My dear James, Re: “Was St Gall Irish?” There is a fundamental problem here and one that is most difficult to resolve. It is necessary to start at the beginning for that is the best place to start. We know that the Pretani were the first people of the British Isles to whom a definite name can be given; that they became known as Picts by the Romans in North Britain, where they spoke a British form of Celtic in historical times; that in Ireland they became known as Cruthin, where they spoke a Gaelic form of Celtic in historical times, but British loan words in Gaelic would suggest they originally spoke British also.

If the Cruthin existed, which the Irish Academic establishment admit, but only just, then where is the research to identify British from Gaelic glosses in Continental manuscripts originating from the Bangor Cruthin?
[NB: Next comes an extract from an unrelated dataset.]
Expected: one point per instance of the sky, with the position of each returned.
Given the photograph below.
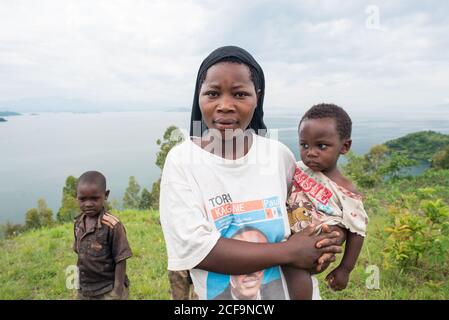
(115, 55)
There is none. So why not? Because of the Anti-British bias in Irish Academia. Where did this originate? Why, of course, with de Valera. Following independence in 1922, the British professional class were no longer welcome in the fledgling Irish state and, because of excavations involving the origins of the “Celts” in the Hallstatt area, high in the Austrian mountains, advertisements were placed in both German and Austrian newspapers for a Keeper of Irish Antiquities.

Dr Walther Bremer, formerly of Philipps University , Marburg, took up the position in 1925, but he took ill and died soon after he arrived in Dublin. His place was filled by Adolf Mahr, a thirty nine year old Austrian archaeologist at the Natural History and Prehistoric Museum in Vienna. He and his Dutch wife Maria van Bemmelen , with their two children, Hilde and Gustav, arrived in Ireland by German steamship landing in Cobh harbour, County Cork , on 15th September,1927. In the 1930's, therefore Dr Adolf Mahr was director of the National Museum of Ireland, and a friend of Eamon de Valera, who set him the task of forging the historic identity of the new Irish nation. But this ” father of Irish archaeology” was also the head of the Nazi Party in Ireland, decribing himself as “Dublin Nazi No 1”.
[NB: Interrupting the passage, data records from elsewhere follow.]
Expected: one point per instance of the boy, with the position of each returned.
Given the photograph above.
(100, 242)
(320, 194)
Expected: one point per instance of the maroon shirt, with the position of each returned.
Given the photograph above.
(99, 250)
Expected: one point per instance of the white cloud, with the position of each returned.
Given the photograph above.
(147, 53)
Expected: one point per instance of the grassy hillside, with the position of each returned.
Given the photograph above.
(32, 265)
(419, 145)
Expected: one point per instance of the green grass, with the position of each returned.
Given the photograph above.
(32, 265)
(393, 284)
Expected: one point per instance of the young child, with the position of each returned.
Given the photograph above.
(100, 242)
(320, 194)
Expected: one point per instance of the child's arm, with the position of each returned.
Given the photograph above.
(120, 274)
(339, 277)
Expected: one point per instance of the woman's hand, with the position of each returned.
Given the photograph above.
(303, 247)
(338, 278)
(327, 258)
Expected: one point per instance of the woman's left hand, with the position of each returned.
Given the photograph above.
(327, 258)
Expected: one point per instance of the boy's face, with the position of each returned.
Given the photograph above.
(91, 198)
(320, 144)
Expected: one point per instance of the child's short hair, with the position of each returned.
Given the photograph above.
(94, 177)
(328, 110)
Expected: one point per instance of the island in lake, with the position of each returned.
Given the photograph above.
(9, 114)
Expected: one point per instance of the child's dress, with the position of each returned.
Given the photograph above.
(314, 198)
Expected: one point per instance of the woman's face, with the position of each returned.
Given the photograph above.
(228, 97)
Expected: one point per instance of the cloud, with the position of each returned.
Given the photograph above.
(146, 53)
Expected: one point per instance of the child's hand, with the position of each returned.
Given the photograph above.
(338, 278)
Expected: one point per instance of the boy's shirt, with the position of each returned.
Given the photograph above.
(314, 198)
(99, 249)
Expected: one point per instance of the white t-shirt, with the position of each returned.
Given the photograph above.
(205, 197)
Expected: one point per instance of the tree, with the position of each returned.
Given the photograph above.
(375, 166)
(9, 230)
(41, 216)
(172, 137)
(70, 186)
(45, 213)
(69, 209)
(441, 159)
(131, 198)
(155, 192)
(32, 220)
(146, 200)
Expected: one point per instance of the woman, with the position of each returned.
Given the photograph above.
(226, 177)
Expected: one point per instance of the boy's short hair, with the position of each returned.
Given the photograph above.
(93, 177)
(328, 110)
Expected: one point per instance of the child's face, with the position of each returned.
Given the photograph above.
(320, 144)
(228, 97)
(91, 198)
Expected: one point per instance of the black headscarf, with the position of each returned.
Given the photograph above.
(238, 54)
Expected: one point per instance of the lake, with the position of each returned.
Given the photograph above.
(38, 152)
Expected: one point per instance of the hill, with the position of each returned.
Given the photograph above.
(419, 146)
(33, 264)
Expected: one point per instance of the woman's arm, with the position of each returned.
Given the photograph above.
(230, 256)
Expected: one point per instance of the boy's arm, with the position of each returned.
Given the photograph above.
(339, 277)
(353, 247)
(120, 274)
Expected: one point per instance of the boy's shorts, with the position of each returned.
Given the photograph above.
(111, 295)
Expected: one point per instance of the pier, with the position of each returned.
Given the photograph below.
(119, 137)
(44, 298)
Under Mahr's influence the Celtic Myth was pursued by writers of popular history and Irish Nationalist political propaganda.The cell structure of Academic elitism protected those “Celtic scholars” who continued to disseminate notions of a Gaelic Aryan Race to which Ireland rightfully belonged. Shortly before the outbreak of War in 1939, Mahr left Ireland to prepare for the German invasion of his adopted country. During the War, he became head of the Nazi regime's propaganda radio service, which broadcast into neutral Ireland. He was later arrested and spent time in a British Prisoner-of- War camp. On his release he tried to return to Ireland, but to no avail. He is one of the most controversial figures in Twentieth Century Irish history and his influence remains with us today.
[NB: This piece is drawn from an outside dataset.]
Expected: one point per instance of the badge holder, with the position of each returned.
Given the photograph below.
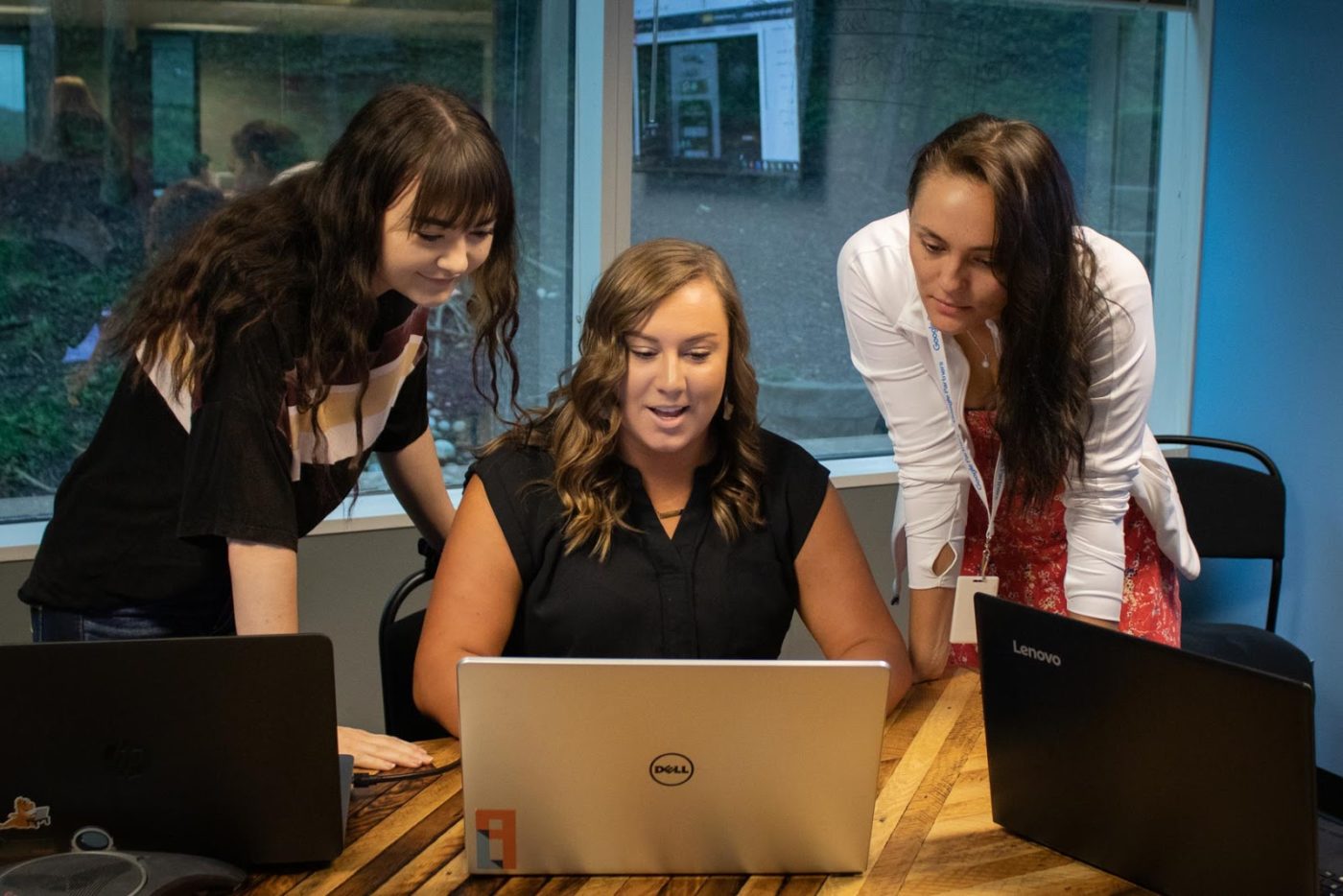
(963, 609)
I think that, before we can progress with such questions as the origins of Columbanus and Gall, we must tackle the Cruthin Controversy. All Jonas says is that Columbanus was born inter primordia fidea of the inhabitants of the Lagenorum terra (modern Leinster). Traditionally Gall was born in northern Louth, which would make him of Cruthin stock. In the ninth century St Gallen possessed five hundred and thirty three volumes; and in the tenth century Bobbio contained seven hundred . These libraries were more than once pillaged by scholars, who entered as borrowers and left as thieves. Continental scholars are very wary in referring to the glosses on such manuscripts as are left to us and are generally satisfied to call them “Celtic”, yet they are often difficult to interpret except through known British words and orthography. Which is the reason why the Ullans Academy is so important in seeking the truth.